3. 住宅ローン残高で注意すべき点とは?
住宅ローンは手元にまとまった資金がなくてもマイホームを購入することができる便利な手段ですが、借入金額が大きくなるほど利息が膨らんで家計を圧迫してしまうことにもなりかねません。
そのため「いくらまで借り入れ可能なのか」ではなく、「いくらまでなら無理なく返済できるのか」を重視しなければなりません。
したがって住宅ローンを組む際に注意すべき点は以下のようになります。
3.1 返済負担率を25%以下に抑える
返済負担率とは年収に占める返済額の割合のことで、1カ月の返済額を世帯月収(年収÷12)で割って算出します。
返済負担率は住宅ローン審査のチェック項目にもなっていますが、一般的に25%以下が余裕のある返済額とされています。

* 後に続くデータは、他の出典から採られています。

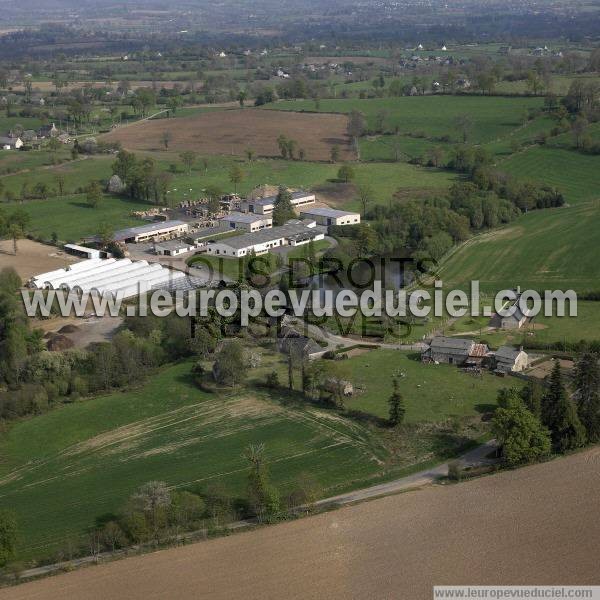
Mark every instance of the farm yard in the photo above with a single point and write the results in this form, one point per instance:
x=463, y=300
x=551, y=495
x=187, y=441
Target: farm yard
x=232, y=132
x=70, y=217
x=577, y=175
x=436, y=172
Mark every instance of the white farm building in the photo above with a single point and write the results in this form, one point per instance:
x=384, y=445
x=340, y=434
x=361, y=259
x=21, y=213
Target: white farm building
x=331, y=216
x=265, y=206
x=247, y=221
x=122, y=277
x=293, y=233
x=152, y=232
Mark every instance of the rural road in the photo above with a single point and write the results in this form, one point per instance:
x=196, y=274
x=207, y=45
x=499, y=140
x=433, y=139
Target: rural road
x=535, y=525
x=477, y=456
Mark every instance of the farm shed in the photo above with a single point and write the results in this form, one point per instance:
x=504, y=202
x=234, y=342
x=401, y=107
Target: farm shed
x=516, y=320
x=265, y=206
x=156, y=232
x=507, y=359
x=454, y=351
x=82, y=251
x=9, y=143
x=260, y=242
x=298, y=345
x=331, y=216
x=247, y=221
x=122, y=277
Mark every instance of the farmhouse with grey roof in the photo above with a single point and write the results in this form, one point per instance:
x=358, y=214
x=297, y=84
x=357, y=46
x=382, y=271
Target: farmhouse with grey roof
x=454, y=351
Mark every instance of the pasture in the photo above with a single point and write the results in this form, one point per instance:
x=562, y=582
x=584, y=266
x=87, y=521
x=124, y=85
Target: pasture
x=549, y=249
x=62, y=470
x=72, y=218
x=432, y=393
x=576, y=175
x=432, y=116
x=231, y=132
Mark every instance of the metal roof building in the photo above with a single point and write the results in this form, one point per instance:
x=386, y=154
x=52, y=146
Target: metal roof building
x=122, y=277
x=292, y=234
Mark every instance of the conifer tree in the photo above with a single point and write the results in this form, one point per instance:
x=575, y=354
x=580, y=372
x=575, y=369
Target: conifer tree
x=397, y=406
x=587, y=383
x=560, y=416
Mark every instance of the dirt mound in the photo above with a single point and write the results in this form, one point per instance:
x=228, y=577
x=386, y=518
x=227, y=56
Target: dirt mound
x=59, y=342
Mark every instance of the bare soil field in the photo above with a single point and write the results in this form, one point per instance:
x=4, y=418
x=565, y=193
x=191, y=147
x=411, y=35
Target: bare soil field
x=33, y=258
x=233, y=131
x=537, y=525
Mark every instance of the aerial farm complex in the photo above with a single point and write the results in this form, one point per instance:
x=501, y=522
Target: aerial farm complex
x=240, y=228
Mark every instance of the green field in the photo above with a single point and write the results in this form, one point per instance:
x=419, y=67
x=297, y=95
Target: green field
x=434, y=116
x=576, y=175
x=548, y=249
x=431, y=392
x=62, y=470
x=77, y=174
x=384, y=147
x=71, y=218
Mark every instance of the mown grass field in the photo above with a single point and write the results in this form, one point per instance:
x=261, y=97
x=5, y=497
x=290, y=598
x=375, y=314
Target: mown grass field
x=62, y=470
x=72, y=218
x=435, y=116
x=549, y=249
x=432, y=393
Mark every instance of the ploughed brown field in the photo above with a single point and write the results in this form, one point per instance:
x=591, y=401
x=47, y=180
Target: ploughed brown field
x=536, y=525
x=233, y=131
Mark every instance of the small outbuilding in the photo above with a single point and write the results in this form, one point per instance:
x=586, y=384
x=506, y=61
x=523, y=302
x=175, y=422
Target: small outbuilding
x=173, y=247
x=508, y=359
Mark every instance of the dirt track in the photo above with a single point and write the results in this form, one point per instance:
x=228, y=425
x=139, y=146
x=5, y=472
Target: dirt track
x=233, y=131
x=537, y=525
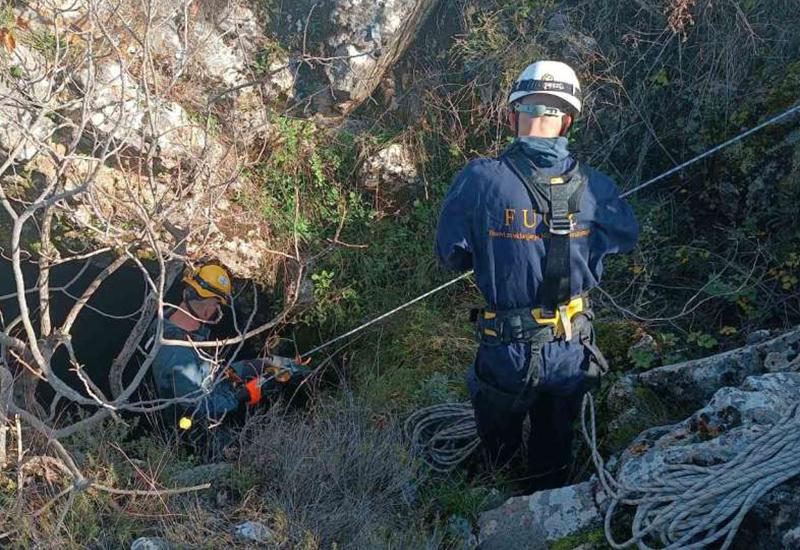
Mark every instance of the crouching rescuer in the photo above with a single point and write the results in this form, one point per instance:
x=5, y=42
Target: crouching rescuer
x=213, y=394
x=535, y=225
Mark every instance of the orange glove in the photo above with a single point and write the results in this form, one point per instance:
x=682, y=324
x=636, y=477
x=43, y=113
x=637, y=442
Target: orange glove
x=253, y=388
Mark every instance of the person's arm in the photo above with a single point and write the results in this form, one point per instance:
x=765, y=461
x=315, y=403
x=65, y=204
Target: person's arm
x=452, y=232
x=183, y=377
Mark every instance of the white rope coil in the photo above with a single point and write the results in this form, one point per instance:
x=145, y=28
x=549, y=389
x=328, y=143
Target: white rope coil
x=690, y=506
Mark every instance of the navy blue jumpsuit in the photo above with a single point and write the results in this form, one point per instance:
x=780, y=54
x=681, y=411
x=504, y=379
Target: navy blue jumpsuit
x=489, y=223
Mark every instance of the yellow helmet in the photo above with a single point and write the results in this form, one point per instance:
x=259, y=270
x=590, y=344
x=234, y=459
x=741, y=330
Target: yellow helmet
x=210, y=281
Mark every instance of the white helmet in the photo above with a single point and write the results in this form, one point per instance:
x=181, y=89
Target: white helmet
x=548, y=77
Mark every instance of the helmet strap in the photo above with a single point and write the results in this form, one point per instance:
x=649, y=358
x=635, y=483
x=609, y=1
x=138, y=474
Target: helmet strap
x=566, y=122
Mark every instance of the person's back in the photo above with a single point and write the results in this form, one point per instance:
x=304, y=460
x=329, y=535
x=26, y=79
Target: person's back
x=535, y=225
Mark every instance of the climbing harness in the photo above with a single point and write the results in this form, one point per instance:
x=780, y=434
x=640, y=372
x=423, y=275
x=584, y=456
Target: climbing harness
x=443, y=417
x=442, y=436
x=636, y=189
x=558, y=199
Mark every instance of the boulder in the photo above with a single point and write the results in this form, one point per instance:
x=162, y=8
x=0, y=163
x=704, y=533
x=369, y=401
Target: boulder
x=390, y=170
x=689, y=385
x=715, y=434
x=361, y=41
x=151, y=543
x=533, y=521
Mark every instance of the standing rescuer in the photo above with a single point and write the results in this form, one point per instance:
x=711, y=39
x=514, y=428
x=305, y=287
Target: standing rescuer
x=182, y=371
x=535, y=225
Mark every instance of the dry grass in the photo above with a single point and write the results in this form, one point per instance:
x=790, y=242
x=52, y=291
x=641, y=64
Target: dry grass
x=334, y=477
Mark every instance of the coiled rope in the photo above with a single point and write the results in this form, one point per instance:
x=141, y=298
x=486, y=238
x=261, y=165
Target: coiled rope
x=443, y=436
x=689, y=506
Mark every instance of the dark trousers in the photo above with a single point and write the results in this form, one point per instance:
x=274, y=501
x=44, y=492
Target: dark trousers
x=550, y=441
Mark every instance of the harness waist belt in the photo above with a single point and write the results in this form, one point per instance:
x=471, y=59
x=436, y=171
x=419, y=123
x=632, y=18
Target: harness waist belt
x=524, y=321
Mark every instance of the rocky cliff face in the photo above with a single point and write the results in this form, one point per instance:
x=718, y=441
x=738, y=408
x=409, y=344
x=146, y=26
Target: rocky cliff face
x=765, y=385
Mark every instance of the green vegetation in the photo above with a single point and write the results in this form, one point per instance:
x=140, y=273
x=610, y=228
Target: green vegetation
x=717, y=259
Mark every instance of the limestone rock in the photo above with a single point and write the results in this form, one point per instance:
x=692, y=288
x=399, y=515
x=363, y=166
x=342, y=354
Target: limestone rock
x=254, y=531
x=366, y=38
x=530, y=522
x=390, y=170
x=792, y=539
x=150, y=543
x=690, y=384
x=733, y=419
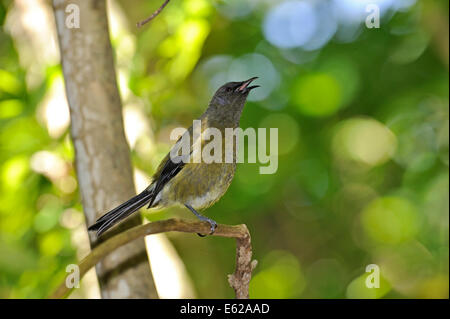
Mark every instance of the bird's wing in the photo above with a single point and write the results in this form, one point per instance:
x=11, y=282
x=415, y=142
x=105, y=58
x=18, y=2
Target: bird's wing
x=169, y=168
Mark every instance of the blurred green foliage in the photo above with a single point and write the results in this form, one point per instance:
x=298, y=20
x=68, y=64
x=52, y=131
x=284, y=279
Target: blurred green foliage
x=363, y=145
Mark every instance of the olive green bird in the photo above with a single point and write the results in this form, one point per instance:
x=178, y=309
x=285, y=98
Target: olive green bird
x=179, y=179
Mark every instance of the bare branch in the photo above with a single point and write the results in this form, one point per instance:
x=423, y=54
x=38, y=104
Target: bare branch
x=239, y=280
x=141, y=23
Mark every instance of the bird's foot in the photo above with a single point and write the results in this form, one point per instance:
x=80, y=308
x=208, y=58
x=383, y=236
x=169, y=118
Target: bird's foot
x=203, y=219
x=211, y=222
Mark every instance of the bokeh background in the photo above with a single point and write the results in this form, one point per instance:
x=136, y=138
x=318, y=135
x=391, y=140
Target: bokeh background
x=363, y=118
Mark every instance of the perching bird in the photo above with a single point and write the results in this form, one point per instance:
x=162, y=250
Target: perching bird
x=196, y=185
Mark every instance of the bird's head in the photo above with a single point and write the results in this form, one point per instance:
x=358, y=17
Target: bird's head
x=228, y=101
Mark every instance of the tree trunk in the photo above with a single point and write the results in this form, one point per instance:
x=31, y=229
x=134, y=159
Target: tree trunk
x=101, y=152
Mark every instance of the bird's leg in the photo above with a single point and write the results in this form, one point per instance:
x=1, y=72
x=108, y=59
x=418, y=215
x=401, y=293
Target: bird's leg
x=204, y=219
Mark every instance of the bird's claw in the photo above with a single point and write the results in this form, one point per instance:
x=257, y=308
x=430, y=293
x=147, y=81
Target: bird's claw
x=213, y=228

たとえば年収が600万円であれば返済負担率を25%以下とするためには、月々の返済額は600万円÷12×0.25=12万5000円以下となります。
3.2 定年退職時のローン残高を試算しておく
住宅ローンを組む際には、定年退職時のローン残高がどの位になるのかにも注意が必要です。

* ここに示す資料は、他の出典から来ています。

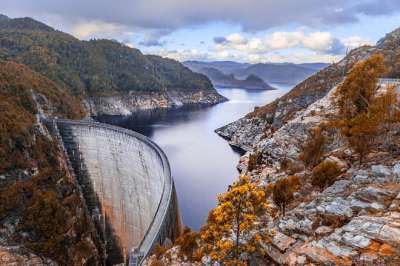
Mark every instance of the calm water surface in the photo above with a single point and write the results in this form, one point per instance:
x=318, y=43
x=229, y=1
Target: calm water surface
x=202, y=163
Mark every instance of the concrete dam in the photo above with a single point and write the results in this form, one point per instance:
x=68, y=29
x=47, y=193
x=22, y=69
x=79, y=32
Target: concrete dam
x=126, y=182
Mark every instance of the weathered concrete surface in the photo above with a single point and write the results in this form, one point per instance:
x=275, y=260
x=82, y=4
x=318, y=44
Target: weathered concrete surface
x=127, y=184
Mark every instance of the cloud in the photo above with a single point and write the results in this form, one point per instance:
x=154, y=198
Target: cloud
x=94, y=28
x=152, y=40
x=320, y=42
x=252, y=15
x=219, y=39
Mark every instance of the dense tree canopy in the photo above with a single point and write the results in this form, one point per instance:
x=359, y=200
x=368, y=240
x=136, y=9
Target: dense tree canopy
x=96, y=67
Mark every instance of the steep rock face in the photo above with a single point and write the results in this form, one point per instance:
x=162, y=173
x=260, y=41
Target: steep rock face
x=355, y=221
x=139, y=101
x=274, y=115
x=43, y=217
x=100, y=68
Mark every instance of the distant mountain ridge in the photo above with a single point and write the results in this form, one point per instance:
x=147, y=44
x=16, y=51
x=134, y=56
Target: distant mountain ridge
x=222, y=80
x=104, y=72
x=286, y=73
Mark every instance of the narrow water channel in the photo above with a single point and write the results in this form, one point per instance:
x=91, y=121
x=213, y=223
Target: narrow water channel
x=202, y=163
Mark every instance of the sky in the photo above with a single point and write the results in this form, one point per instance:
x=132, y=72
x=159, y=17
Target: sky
x=253, y=31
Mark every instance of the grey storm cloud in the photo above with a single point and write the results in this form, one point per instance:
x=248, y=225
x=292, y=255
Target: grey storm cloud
x=252, y=15
x=220, y=39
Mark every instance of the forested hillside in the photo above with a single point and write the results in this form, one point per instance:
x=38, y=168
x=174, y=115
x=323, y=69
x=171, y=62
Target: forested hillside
x=43, y=219
x=91, y=68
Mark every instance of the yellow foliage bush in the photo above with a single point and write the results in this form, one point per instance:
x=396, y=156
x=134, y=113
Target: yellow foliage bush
x=228, y=232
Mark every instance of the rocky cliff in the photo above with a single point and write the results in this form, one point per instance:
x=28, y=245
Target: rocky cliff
x=43, y=216
x=354, y=221
x=103, y=71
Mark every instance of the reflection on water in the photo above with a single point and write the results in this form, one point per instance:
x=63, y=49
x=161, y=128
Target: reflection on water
x=202, y=163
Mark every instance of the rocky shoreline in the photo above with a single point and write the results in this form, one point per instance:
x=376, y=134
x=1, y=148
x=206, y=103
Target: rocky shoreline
x=146, y=101
x=355, y=221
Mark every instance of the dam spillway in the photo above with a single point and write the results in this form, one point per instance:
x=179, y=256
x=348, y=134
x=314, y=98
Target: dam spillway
x=127, y=185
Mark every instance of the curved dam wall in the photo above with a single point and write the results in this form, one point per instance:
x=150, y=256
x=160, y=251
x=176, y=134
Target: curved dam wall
x=127, y=185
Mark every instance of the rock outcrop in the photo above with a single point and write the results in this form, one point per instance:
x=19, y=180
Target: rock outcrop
x=248, y=130
x=356, y=220
x=140, y=101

住宅ローンを設定するとローンを組んだ金融機関から月々の返済額や借入金残高などが記載された「返済予定表」が提示されるので、給与所得者であればこの表から定年退職時のローン残高を確認することができます。
定年退職後には収入が大きく減少してしまうので、定年後にも返済が可能な金額なのか、退職金で一括返済が可能なのかどうか等を事前によく検討しておく必要があります。
3.3 返済期間は適切なのかどうかを確認する
住宅ローンの返済期間は一般的には35年が最長になります。
返済期間が長くなるほど毎月の返済額を安く抑えることができるので、退職後も返済できるのであれば低金利の現在はできるだけ返済期間を長くした方が有利といえるでしょう。
尚、はじめに長期間のローンを組んで、まとまった現金が用意できた時に繰り上げ返済をするのもひとつの方法といえます。

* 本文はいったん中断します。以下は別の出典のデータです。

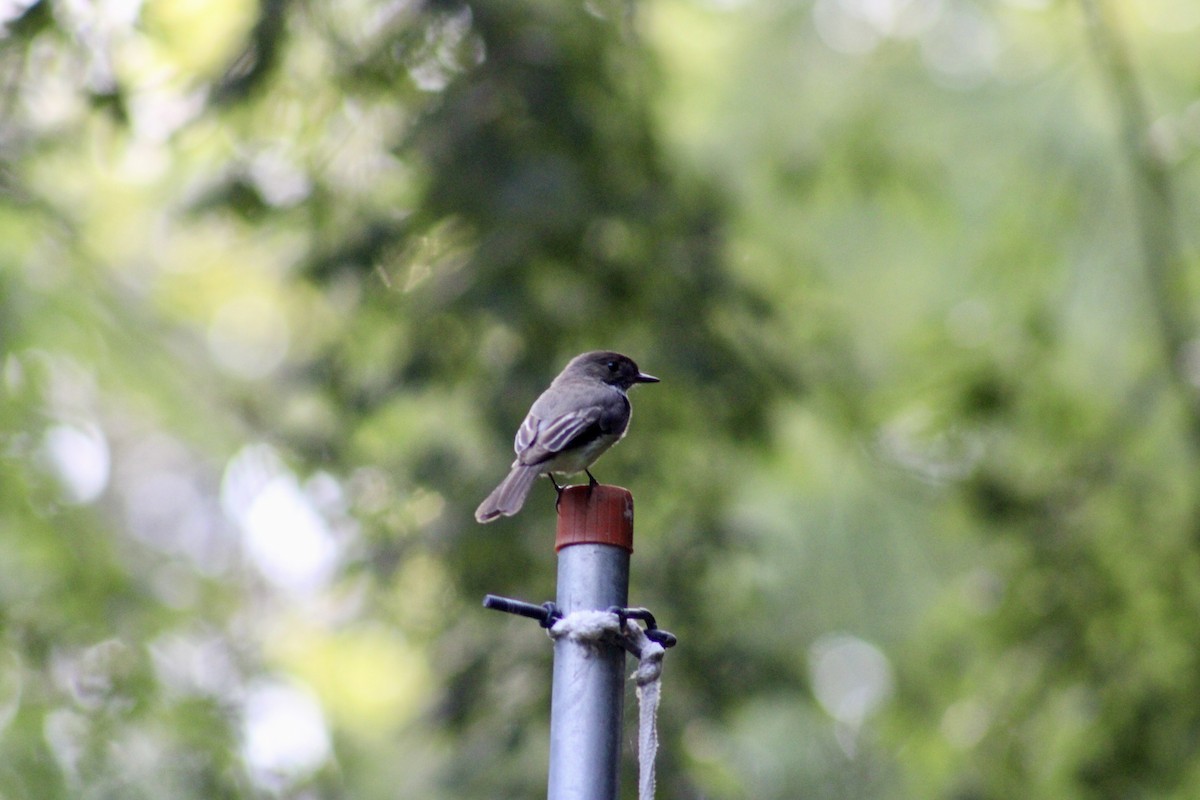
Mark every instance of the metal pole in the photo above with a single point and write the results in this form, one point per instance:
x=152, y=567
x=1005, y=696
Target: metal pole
x=595, y=537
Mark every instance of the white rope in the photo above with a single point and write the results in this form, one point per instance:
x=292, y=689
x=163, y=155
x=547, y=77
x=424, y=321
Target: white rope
x=591, y=626
x=649, y=684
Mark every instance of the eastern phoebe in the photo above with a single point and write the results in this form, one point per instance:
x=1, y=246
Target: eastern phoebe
x=583, y=413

借入金額のすべて、もしくは一部だけでも充当が可能で、繰り上げ返済した金額全てが元金の返済に充てられ、返済期間を短縮することができます。
元金が減るためにそれに比例して利息も減るため、トータルの返済額も節約することができます。
3.4 頭金の額は適切なのかどうかを確認する
頭金(自己資金)を多く準備すればするほど高額物件を購入することができるようになります。
また頭金の額が多いほど借り入れ金額が少なくなるので返済額は低くなりますが、手持ち資金がなくなってしまうと子供の教育資金や事故、病気、失業といった不測の事態に備えることができなくなってしまいます。
したがってある程度の資金は手元に残しておく必要があります。
給与所得者であれば生活費の約3~6カ月分、自営業者であれば約1年分を目安に手元に現金を残しておくことが大切です。
4. 住宅ローンのまとめ
住宅ローンの支払いは長期間にわたって継続するものなので、日々の生活に悪影響を与えないためにも、無理のない返済計画が不可欠といえます。
年収や毎月の生活費との兼ね合いを考えると共に、病気や怪我、失業といった不測の事態にも対応できるように、無理なく返済できる金額に留めておくことが大切です。